Add to this Schultz’s strategic underpinning and it all seems to make sense. If, as he says, he is going to move beyond coffee retailing, then it’s foolish to constrain the brand by explicit mention of the word “coffee” in the corporate id. Unfortunately, that’s not all he says. He starts with “We’ve allowed her (the siren) to come out of the circle in a way that enables us to think beyond coffee” and then seems to contradict himself with “…but make no mistake. We have been, we are, and always will be, the leading purveyor of the world’s highest quality coffee.”
Many, of course, would doubt the veracity of that last bit. And here we come to Starbucks’ key difficulty in moving on as a brand. Its customers, particularly its American customers, seem to engage in a kind of double-think. They associate the brand with the aroma of freshly ground coffee, but what they are actually interested in buying is a sweet and sickly adult milkshake. Cue Melanie Warner at BNET:
For all his love of the authentic Italian cafes that supposedly inspired him, CEO Howard Schultz figured out early on that most people care more about sweetened, foamy, warm milk than they do about old school coffee. But they like the idea of coffee — the smell and the vibe of coffee shops.
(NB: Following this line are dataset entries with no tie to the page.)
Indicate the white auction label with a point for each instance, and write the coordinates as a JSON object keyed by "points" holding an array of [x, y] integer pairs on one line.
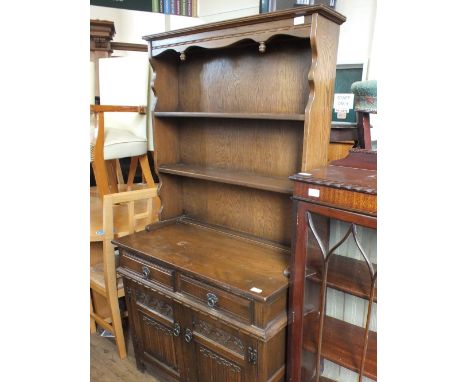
{"points": [[299, 20], [314, 192], [343, 101]]}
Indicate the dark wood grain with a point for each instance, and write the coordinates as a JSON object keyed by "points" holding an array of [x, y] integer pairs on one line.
{"points": [[346, 192], [241, 178], [347, 275], [342, 343], [273, 116], [191, 248], [234, 117]]}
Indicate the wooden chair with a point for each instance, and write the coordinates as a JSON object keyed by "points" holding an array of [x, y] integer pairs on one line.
{"points": [[122, 214], [123, 81]]}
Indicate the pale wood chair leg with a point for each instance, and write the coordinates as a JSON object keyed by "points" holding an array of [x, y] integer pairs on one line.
{"points": [[117, 326], [119, 172], [112, 176], [100, 174], [92, 321], [132, 171], [146, 171]]}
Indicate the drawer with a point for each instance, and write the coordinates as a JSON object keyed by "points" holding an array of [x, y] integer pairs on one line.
{"points": [[216, 298], [154, 273]]}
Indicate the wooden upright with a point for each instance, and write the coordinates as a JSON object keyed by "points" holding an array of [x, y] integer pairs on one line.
{"points": [[241, 105]]}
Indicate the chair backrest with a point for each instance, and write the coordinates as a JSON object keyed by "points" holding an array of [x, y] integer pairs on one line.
{"points": [[139, 213], [124, 81]]}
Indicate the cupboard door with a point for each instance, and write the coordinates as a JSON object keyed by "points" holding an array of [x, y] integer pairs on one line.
{"points": [[158, 330], [217, 352]]}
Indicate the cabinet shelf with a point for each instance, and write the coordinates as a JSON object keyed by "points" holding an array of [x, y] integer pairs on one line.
{"points": [[342, 343], [340, 131], [347, 275], [236, 177], [273, 116]]}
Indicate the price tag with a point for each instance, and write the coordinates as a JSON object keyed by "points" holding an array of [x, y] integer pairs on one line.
{"points": [[314, 192], [256, 290], [299, 20], [341, 114], [343, 101]]}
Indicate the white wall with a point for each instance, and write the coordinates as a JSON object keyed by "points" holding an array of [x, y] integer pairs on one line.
{"points": [[218, 10], [130, 25], [356, 33]]}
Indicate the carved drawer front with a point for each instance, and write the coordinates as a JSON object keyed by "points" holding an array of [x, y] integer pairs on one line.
{"points": [[216, 298], [221, 352], [362, 200], [155, 273]]}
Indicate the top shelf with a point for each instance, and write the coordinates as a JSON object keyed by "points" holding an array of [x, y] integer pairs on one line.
{"points": [[273, 116]]}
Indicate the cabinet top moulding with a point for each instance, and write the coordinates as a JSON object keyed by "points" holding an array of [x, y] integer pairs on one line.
{"points": [[258, 27]]}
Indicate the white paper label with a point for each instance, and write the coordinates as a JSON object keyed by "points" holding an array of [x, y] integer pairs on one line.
{"points": [[314, 192], [299, 20], [343, 101], [341, 114], [256, 290]]}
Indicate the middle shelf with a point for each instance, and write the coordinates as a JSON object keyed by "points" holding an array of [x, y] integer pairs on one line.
{"points": [[342, 343], [347, 275], [229, 176]]}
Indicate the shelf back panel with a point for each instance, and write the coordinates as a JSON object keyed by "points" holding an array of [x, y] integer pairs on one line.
{"points": [[264, 147], [256, 212], [221, 80]]}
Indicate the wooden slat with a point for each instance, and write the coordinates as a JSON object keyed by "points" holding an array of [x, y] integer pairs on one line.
{"points": [[342, 343], [340, 131], [348, 275], [274, 116], [221, 175]]}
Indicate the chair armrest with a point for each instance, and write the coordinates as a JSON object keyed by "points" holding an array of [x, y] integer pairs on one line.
{"points": [[117, 108]]}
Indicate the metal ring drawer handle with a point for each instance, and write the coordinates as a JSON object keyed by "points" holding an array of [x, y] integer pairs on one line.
{"points": [[212, 299], [146, 271], [188, 335], [176, 330]]}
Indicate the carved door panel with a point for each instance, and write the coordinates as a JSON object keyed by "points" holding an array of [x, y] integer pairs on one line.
{"points": [[158, 330], [217, 352]]}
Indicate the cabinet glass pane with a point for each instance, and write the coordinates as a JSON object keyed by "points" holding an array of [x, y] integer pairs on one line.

And this is why the logo change is so risky. In highlighting the green mermaid image, it’s really only an amplification of what was already there, which is good. But taking away the words “Starbucks Coffee” chips away at the idea of what Starbucks is supposed to be. If the company isn’t about coffee anymore, what does it stand for? Sweetened foam? Brownie bars?
What indeed? There have been noises about a new raft of quality branded goods and services coming out of Starbucks, but detail remains thin – no doubt because Starbucks is trying to shake off an exclusive distribution deal with Kraft, and Kraft is having none of it.
Expunge the coffee aroma, and all we are left with – for the moment – is a slick retail operation similar, but inferior, to McDonald’s, with some interesting co-ventures – involving for example, the sale of alcohol and Apple iTunes – tacked on.
Mind you, this brouhaha over the future of the Starbucks brand needs to be put into perspective. Who, in their right mind, would ever have chosen “Starbucks” as a name – or a siren as the emblem – in the first place? Both are doom-laden images. Starbucks is named after the first mate of the ill-fated Pequod, skippered by Captain Ahab, in the novel Moby-Dick. All but one of the crew perished in a disastrous naval engagement with the Great White Whale – and the survivor was not Starbuck. One of company’s founders actually favoured the name “Pequod” – until it was pointed out to him that no one would ever buy coffee from somewhere pronounced “Pee-Cod”. “Starbucks” was the reluctant compromise candidate. As for the siren, if my knowledge of Greek mythology serves me correctly, she was a sea nymph whose main self-appointed task in life was to lure sailors to their destruction. Apparently, the more subliminal focal point behind all this gloomy imagery is the exotic marine journey of the unground bean from plantation to coffee house mill. Famously Seattle, Starbucks’ HQ, is a major port.
All of which may go to show that creative people are not often in their right mind. Otherwise they probably wouldn’t be creative.